Jose Matheus chegou à janela da pequena casa na praia, o mar quase beirando a calçada; E viu, no suave sol da manhã azul, na enseada, uma nau daquelas que tantas vezes admirara em seus livros de História do Brasil. Esfregou os olhos para afastar o sono, esfregou outra vez, para ter certeza:-
Gritou: Rita vem cá! Rita chegou apressada.
— Que é Zé? Que alvoroço homem!
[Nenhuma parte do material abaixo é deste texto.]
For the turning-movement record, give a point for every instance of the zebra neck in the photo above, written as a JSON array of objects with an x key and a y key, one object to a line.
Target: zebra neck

Quase não termina a frase:
–Uma caravela!
Entraram. Rita prepara o café. Aquelas velas brancas brilhando ao sol da manhã, não os deixa em paz. Entre uma colherada de cuscuz e um gole de café; em suas retinas, –a nau. Rita afoita convida, vamos lá Zé?
–Se for um navio fantasma?
—Fantasma? Não acredito
José Mateus dá a palavra final. Nem pensar. Na manhã do outro dia, lá está a danada, linda, convidando à exploração. Cauteloso, José Matheus diz:- Vamos esperar os vizinhos comentarem.
Deram um bordo pela praia. Calixto vinha devagar.
— Bom dia! Falam ao mesmo tempo: Alguma novidade?
— A maré alta responde Calixto. Que mais haverá de ter?
Olham-se. Rita insiste, devíamos ir ver de perto.
-Amuada Rita vai para dentro de casa
José Matheus, não arredou pé.
Durante o dia Rita não falou nada, à noite deitou-se de costas para ele. Não se entendiam quando o assunto era a caravela. Rita mudou de tática, que mulher é bicho matreiro, sabedor de malicias e de truques para quebrar certas teimosias de homem. Nessa noite, Rita levou o seu Zé a oceanos desconhecidos; Navegar por estranhas correntes marinhas, algas em meneios sinuosos. Misteriosos abismos abissais. Ele foi feto no útero materno, recém-nascido em deslumbres de um mundo novo, homem primitivo; fauno dançante. Ao acordar gritou feliz: —Vamos lá… Rita se fez de ingênua:
— Aonde?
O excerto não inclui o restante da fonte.